До смуты Ужакин процветал, но и новая реальность давала ему место под солнцем. Колдуны и маги будут всегда. Если зрители хотят битву экстрасенсов – они её получат. Если страждущие «хочут» чудес, за чародеями не заржавеет. Рабочий день Ужакина строился так: сначала он уединялся с одной из своих многочисленных ассистенток. Магу нужно много энергии и где её взять как ни у молодых и красивых? Затем он садился к калориферу и грел руки. Смута внесла некоторые поправки в сложившийся ритуал, теперь он грел руки на буржуйке.

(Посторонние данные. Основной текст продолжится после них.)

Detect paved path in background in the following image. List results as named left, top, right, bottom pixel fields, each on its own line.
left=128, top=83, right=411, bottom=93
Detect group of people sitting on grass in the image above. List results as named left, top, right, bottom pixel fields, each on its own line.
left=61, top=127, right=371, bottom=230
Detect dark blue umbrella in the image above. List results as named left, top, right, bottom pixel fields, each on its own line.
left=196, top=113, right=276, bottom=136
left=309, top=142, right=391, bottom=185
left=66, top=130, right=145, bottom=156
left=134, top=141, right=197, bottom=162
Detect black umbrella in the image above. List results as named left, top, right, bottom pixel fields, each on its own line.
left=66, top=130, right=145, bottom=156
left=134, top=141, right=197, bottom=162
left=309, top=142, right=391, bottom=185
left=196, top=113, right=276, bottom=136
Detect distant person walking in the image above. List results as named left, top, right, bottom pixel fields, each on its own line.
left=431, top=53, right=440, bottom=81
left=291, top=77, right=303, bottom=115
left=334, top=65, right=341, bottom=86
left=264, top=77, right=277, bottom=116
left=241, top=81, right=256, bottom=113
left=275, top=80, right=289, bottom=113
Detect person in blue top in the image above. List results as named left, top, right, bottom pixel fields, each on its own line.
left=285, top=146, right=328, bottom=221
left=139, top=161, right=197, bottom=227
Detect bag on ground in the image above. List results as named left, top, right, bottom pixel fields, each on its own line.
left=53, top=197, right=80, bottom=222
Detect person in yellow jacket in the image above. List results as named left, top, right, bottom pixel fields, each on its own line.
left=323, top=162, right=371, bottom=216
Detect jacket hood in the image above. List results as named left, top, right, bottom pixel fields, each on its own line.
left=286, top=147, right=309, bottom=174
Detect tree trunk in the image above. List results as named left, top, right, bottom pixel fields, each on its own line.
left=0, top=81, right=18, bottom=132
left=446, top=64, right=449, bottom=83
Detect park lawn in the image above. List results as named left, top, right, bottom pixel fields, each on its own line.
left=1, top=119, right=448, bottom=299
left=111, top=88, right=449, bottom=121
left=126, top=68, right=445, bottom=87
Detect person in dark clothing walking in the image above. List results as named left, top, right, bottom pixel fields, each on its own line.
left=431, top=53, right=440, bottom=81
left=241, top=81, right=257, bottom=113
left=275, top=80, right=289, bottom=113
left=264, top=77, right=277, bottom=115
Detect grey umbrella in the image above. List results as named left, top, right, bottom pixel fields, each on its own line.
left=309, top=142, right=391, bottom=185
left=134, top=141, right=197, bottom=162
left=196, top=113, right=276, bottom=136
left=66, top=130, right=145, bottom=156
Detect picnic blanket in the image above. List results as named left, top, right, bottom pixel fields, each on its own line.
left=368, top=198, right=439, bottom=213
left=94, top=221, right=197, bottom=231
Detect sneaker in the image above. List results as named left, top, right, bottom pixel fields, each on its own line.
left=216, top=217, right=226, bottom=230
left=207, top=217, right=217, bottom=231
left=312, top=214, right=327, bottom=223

– Мне нужно снять порчу, – настаивала вошедшая тётка, – врачам я не доверяю. Они говорят непонятно, и от них карболкой пахнет. Вот раньше, бывало, Куприяниха зуб заговорит, и он не болит. Или как порчу снимала: раз, и месяц торговля идёт как по маслу. Я вообще-то рыбой торгую. Так вы кто: доктор или колдун?
– Колдун, – с готовностью подтверждал Ужакин.

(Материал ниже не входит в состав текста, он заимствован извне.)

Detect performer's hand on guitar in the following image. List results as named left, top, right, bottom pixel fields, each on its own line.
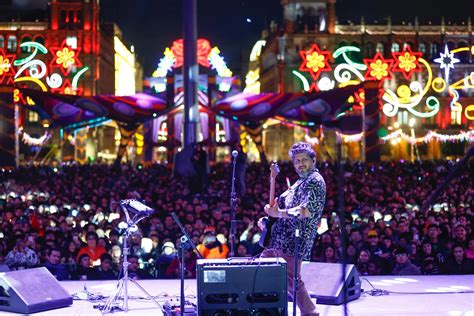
left=287, top=207, right=301, bottom=217
left=264, top=197, right=279, bottom=217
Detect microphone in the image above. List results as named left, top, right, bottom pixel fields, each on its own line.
left=232, top=150, right=238, bottom=158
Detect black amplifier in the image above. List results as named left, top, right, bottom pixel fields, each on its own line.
left=197, top=257, right=288, bottom=315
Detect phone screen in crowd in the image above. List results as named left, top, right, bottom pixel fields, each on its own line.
left=317, top=218, right=328, bottom=235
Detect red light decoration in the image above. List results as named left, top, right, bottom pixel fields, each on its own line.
left=308, top=82, right=319, bottom=92
left=391, top=47, right=422, bottom=80
left=171, top=38, right=212, bottom=69
left=49, top=40, right=82, bottom=76
left=363, top=52, right=394, bottom=84
left=298, top=44, right=332, bottom=81
left=0, top=48, right=16, bottom=84
left=50, top=79, right=82, bottom=95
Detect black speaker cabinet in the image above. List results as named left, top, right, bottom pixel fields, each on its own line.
left=0, top=267, right=73, bottom=314
left=301, top=262, right=361, bottom=305
left=197, top=257, right=287, bottom=315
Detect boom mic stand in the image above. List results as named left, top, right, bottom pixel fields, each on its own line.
left=101, top=200, right=161, bottom=313
left=229, top=150, right=238, bottom=257
left=171, top=212, right=203, bottom=315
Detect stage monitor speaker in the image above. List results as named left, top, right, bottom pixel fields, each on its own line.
left=301, top=262, right=361, bottom=305
left=197, top=257, right=287, bottom=315
left=0, top=267, right=73, bottom=314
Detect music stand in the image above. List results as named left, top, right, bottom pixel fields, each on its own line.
left=101, top=199, right=161, bottom=313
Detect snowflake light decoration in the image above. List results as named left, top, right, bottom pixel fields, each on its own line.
left=434, top=45, right=460, bottom=82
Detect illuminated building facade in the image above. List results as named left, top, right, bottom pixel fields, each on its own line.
left=252, top=0, right=473, bottom=161
left=0, top=0, right=140, bottom=164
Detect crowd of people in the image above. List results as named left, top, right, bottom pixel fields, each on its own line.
left=0, top=158, right=472, bottom=280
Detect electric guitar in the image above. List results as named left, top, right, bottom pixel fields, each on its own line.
left=259, top=162, right=280, bottom=248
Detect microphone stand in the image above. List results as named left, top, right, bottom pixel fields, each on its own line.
left=291, top=215, right=300, bottom=316
left=171, top=212, right=203, bottom=315
left=101, top=203, right=160, bottom=313
left=336, top=131, right=349, bottom=316
left=229, top=151, right=238, bottom=257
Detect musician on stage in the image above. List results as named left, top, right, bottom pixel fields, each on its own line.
left=259, top=141, right=326, bottom=316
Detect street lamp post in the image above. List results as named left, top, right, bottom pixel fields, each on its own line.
left=409, top=118, right=416, bottom=162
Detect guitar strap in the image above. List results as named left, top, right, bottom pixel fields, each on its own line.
left=280, top=173, right=312, bottom=208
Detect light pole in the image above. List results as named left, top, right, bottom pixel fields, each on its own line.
left=409, top=118, right=416, bottom=162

– Докажите, – не верила тётка.
– Тебя звать Антониной. У тебя двое детей. Твой мужик пьёт по– чёрному. Злая соседка навела на тебя порчу. Если сглаз не снять, будешь хиреть, хиреть и через неделю ноги протянешь, – нахмурив брови, гундосил Кузя замогильным голосом.
– Всё правда, – ахала тётка.
– Я ви-и-и-ижу, я всё ви-и-ижу, – голосом Вия заходился Ужакин.

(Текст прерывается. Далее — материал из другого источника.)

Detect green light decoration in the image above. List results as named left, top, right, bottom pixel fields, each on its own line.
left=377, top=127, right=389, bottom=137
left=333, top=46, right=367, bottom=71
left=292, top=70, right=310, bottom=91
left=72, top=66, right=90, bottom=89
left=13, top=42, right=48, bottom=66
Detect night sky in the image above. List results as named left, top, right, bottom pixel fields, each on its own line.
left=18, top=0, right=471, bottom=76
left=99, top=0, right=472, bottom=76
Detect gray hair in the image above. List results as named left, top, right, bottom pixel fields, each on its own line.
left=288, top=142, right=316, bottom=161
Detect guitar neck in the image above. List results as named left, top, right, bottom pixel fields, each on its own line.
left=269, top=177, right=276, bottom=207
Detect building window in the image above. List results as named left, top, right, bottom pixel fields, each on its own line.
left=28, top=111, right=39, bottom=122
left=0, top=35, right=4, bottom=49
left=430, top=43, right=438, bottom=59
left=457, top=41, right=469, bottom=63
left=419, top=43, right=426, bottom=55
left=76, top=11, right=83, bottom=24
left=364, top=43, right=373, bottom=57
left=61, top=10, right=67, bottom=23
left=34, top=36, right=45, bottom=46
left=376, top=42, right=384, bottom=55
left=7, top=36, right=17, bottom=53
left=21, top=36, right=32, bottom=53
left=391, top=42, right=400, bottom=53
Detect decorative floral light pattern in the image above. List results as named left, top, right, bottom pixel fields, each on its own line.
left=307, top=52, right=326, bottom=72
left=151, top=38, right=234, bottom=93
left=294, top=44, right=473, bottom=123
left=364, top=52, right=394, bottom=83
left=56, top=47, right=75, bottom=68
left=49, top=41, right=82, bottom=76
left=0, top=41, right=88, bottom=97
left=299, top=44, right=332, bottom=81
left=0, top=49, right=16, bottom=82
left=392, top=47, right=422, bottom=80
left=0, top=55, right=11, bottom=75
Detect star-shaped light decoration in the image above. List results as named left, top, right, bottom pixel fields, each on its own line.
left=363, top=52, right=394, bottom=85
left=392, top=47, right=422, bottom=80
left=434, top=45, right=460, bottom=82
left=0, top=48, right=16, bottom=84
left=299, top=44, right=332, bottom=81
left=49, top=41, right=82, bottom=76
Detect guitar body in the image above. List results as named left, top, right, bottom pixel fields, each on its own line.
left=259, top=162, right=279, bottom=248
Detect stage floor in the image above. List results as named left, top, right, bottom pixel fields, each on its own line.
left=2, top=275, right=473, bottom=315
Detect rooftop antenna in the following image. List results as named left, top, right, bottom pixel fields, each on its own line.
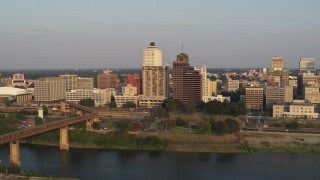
left=182, top=43, right=184, bottom=53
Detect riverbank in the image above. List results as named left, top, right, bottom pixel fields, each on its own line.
left=23, top=130, right=320, bottom=153
left=241, top=131, right=320, bottom=153
left=0, top=173, right=79, bottom=180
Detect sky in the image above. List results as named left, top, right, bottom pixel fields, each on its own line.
left=0, top=0, right=319, bottom=69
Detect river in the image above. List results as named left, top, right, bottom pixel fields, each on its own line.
left=0, top=144, right=320, bottom=180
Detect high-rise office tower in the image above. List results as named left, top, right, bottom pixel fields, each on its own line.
left=59, top=74, right=78, bottom=92
left=245, top=87, right=264, bottom=111
left=272, top=56, right=284, bottom=70
left=299, top=58, right=316, bottom=73
left=172, top=53, right=201, bottom=102
left=97, top=69, right=119, bottom=89
left=267, top=56, right=289, bottom=87
left=142, top=42, right=169, bottom=99
left=265, top=86, right=293, bottom=110
left=77, top=77, right=94, bottom=90
left=34, top=77, right=66, bottom=102
left=199, top=64, right=209, bottom=99
left=143, top=42, right=162, bottom=66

– Так, что же мы медлим? – упавшим голоском тараторила побледневшая тётка, – снимай скорее, батюшка, порчу.
Откуда ей было знать, что половину так называемой очереди составляли ассистентки Ужакина, выведывающие всю подноготную у соседок и предающие верховному чародею нужную информацию.
– Ох, девонька, – гнусил Кузьма, – удача, она как палка о двух концах. Одним концом гладит, другим в гроб загоняет. Ох, вижу крепенький сглаз. Ох, непросто снять его будет. Старались злые соседушки, воду мутили, Бога гневили, саван те ткали, добром попрекали. Ох, горюшко моё. Счастье твоё, что я тебе повстречался. Кто послабже бы попался, точно не сдюжил. Ох, маета, какой чижёлый сглаз.
– Спасай, батюшка. Мочи нет, такие муки терпеть.
– Не кручинься, девонька. Как есть, твой сглаз сниму и на ноги поставлю. Быдто заново народис-ся.
– Уж помоги, батюшка, ничего за ради такого дела не жалко.
– Снимай шубу, девонька. На улице в одном платьишке постой пять минут, – курлыкал официант-расстрига, – да хорошенько так озябни. А я буду энергию из космоса качать, да от земли силу брать, чтобы с порчей совладать.
Прожжённая торговка безропотно скидывала шубу и выскакивала на улицу стоять на ледяном ветру в тонком платьице, а матёрый колдунище Ужакин усиленно грел руки над печкой. Через пять озябшая тётка бронебойным снарядом влетала в кабинет и замирала в предчувствии новых чудес.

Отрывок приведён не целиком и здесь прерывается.